How does an ISP block my website with a warning message

Solution 1:

As you already said:

If I change my DNS to google DNS, the site can be viewed normally.

So it has something to do with DNS. Your ISP provides his own DNS-Servers and he has a list of blocked domains. When you now query the IP-address of a blocked domain your ISP will not respond with the correct ip-address but with a ip-address of his own servers (or FBI or whatever) which will then host only the "blocked"-site.

Solution 2:

Lets' say that you have the website http://example.org. When you use your ISP's DNS servers it would resolve that domain to an IP address

Since the ISP doesn't want you to see the website, they will let their DNS servers give you a different IP. On that IP address, they can host the page that shows you the warning message.

The ISP does not alter your website in any way, they only direct users to their own webservers.


Solution 3:

You asked:

how can the ISPs redirect other people into another directory

Strictly speaking, they're not.
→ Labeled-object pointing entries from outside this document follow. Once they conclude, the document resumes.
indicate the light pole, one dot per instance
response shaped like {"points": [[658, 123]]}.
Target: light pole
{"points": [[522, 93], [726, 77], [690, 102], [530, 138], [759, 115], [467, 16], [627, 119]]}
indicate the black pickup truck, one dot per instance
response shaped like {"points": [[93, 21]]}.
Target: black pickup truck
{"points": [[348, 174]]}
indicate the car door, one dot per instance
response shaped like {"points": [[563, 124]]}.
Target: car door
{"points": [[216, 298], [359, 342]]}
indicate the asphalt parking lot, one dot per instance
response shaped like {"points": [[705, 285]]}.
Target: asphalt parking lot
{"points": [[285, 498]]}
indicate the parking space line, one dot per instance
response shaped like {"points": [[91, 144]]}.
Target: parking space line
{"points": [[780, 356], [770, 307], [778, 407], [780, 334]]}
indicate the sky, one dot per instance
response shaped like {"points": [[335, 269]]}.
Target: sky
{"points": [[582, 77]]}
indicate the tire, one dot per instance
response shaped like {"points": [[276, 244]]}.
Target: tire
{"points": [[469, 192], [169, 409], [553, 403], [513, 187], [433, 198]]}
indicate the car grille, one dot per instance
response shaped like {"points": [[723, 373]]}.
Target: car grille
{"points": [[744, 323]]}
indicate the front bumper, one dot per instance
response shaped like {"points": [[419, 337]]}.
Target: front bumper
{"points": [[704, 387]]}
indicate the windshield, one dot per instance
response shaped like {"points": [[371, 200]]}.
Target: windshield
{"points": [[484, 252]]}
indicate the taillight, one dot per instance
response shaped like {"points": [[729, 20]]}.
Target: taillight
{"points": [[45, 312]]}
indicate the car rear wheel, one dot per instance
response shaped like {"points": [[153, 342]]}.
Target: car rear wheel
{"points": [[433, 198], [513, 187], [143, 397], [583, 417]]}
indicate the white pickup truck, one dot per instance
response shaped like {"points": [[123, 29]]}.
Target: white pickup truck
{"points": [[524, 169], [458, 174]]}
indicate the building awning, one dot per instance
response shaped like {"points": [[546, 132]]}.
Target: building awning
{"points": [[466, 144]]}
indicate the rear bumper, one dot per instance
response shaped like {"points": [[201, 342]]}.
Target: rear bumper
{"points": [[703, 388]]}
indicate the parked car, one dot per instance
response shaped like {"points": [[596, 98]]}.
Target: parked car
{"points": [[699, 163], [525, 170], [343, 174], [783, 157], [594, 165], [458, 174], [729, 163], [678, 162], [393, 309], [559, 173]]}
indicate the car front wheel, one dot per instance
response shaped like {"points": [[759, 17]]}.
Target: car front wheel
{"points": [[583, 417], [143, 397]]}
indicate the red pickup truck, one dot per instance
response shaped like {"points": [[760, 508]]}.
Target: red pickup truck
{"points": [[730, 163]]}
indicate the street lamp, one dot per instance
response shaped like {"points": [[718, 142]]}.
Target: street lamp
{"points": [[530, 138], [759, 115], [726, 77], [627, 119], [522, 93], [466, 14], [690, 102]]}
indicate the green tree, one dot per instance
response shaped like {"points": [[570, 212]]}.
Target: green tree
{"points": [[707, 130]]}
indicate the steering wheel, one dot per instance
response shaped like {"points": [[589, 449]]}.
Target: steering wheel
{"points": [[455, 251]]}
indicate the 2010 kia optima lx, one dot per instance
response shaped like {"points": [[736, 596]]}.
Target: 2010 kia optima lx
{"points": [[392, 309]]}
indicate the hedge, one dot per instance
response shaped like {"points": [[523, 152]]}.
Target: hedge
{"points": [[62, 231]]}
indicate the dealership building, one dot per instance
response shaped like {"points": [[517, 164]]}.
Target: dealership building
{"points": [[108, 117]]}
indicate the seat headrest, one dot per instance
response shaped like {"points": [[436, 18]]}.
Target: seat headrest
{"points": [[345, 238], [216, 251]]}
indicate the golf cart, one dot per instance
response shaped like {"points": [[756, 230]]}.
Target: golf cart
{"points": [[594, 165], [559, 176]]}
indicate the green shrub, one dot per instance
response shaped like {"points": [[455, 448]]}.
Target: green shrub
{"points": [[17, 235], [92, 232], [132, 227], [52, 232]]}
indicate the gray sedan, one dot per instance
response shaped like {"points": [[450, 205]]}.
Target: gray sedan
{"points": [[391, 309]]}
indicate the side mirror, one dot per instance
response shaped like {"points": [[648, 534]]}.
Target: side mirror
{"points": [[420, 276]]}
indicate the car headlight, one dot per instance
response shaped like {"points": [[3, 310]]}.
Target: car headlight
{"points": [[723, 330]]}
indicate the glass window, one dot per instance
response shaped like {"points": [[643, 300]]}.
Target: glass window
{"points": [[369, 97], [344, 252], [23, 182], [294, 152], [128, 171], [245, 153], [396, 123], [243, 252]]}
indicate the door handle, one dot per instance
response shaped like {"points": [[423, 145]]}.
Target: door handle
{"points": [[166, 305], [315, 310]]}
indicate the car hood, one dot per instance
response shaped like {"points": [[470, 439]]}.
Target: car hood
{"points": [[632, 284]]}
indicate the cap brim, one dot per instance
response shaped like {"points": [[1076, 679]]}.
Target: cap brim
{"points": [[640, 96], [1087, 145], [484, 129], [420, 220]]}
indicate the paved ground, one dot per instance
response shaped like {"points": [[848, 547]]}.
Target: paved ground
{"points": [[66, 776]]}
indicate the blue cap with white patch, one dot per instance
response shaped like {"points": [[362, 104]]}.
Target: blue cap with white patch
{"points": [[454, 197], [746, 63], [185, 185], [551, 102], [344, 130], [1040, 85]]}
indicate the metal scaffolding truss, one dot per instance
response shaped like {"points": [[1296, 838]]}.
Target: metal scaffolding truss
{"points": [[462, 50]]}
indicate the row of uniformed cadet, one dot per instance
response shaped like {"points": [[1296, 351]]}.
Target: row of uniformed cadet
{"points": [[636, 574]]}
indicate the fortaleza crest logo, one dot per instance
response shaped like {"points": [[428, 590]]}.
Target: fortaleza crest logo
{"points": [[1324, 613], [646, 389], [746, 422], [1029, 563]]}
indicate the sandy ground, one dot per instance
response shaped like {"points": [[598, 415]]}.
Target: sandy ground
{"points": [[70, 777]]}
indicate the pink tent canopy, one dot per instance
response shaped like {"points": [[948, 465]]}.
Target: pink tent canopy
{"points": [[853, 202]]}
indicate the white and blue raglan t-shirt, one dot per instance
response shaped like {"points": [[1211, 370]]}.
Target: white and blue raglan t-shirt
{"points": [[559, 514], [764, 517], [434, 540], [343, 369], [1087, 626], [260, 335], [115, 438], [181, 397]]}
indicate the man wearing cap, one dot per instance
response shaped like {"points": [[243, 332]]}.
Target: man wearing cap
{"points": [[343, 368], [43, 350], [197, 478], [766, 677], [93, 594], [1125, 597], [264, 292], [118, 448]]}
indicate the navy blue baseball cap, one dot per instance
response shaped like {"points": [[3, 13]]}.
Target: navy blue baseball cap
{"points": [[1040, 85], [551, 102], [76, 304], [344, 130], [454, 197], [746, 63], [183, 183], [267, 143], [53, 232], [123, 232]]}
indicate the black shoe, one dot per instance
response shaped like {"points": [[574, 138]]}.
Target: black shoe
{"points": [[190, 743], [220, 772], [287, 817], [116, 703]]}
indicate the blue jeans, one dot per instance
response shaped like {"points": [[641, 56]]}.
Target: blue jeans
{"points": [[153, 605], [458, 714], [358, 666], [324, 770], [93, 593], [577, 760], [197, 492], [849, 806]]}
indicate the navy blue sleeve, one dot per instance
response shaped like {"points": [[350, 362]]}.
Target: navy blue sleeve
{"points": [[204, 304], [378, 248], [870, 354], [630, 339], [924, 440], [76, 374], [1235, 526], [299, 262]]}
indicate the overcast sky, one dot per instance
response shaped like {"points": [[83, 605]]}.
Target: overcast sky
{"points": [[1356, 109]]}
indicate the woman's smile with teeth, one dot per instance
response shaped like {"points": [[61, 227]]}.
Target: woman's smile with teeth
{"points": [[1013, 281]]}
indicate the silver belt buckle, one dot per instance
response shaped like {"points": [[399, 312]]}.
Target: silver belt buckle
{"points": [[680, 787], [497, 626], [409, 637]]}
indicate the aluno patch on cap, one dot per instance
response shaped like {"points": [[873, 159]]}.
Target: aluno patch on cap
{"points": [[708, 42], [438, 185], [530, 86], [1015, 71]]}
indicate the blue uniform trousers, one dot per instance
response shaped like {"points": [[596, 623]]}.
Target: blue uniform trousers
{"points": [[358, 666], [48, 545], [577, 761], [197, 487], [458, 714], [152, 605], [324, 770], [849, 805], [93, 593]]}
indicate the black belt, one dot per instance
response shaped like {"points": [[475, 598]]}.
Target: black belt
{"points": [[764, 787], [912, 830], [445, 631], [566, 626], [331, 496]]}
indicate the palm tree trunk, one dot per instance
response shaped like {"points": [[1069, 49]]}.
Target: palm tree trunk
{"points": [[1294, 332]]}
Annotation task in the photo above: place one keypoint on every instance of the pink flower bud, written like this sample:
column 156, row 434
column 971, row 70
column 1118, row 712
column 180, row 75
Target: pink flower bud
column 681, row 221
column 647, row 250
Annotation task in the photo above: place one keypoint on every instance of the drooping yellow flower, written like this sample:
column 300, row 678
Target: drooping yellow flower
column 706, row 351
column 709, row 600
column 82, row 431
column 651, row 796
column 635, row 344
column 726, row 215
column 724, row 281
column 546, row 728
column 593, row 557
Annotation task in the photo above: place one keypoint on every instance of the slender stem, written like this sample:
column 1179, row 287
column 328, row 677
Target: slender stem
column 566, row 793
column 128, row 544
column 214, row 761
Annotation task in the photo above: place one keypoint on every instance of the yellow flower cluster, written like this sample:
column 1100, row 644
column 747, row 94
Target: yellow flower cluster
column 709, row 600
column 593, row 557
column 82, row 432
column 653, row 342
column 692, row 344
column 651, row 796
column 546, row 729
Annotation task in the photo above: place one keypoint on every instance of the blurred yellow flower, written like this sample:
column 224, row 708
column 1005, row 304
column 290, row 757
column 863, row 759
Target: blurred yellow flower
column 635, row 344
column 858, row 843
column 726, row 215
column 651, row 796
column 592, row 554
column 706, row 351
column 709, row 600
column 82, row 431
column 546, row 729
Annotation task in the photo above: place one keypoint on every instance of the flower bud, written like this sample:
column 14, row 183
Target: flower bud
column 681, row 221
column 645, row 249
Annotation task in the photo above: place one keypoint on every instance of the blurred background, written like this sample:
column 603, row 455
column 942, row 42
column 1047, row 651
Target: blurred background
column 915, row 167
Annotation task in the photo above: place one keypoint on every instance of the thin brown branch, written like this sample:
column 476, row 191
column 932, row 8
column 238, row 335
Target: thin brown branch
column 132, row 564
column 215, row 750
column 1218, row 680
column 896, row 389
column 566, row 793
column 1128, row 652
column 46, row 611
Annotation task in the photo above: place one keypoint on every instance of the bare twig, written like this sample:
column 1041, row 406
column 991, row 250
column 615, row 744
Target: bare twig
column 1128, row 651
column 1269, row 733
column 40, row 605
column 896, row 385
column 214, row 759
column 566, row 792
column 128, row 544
They're redirecting people to another server. This has to do with how DNS works. Other answers have covered this broadly, so I'll go into a little more detail:

When someone goes to http://www.example.com/, the browser first makes a DNS request to find the IP address for www.example.com. This usually goes to a DNS server run by their ISP. ServerFault has more details on DNS requests in another question.

The DNS server responds to the request with an IP address. In the case of a website block like you described, the server responds with some other server -- perhaps a government-run server -- which redirects all requests to /blocked.aspx.

Google's DNS isn't blocking your domain in this way, so you're getting your server's IP address instead of the government-block webserver.


Solution 4:

From what I've read on other answers, it feels like you're asking specifically how your ISP is managing to add "blocked.aspx" to the end of your domain. If that's the case, let's look at a case study:

You have a web server running on http://mysite.mine/, which a public, completely trustworthy DNS resolves to public IP 10.0.0.1. You can browse to http://mysite.mine/index.aspx or /about.aspx or whatever because you're hosting it on your server. In reality, it ACTUALLY resolves to http://10.0.0.1/about.aspx because that's what DNS does - It resolves domain names to IP addresses.

Your ISP has decided that your website needs to be blocked for whatever reason, so they redirect DNS requests asking for http://mysite.mine/ to public IP 192.168.0.1, a webserver hosted by your ISP. So any attempt to access http://mysite.mine/ would actually redirect to http://192.168.0.1/. Once they've got that in place, it's a simple matter to configure their web server to redirect any attempt at accessing that weberver with blocked.aspx. Your browser shows http://mysite.mine/blocked.aspx, but in actuality you're accessing http://192.168.0.1/block.aspx.

As far as your browser is concerned, it's displaying http://mysite.mine/, because that's what the DNS server is telling it, so your browser won't change the domain in the case of a redirect to the same IP address. This is why you see a blocked.aspx at the end of the domain - Because it isn't your webserver.


Solution 5:

ISPs usually run their own DNS servers, which their customers use by default (usually because the customers neglect to change this). This allows the ISP to re-direct traffic to any domain name to a different server, simply by returning a false IP address for that domain name. Among other flaws, this allows the ISP to re-direct "blocked" websites to their own server, which will host only the "blocked.aspx" page (or whatever page the ISP uses).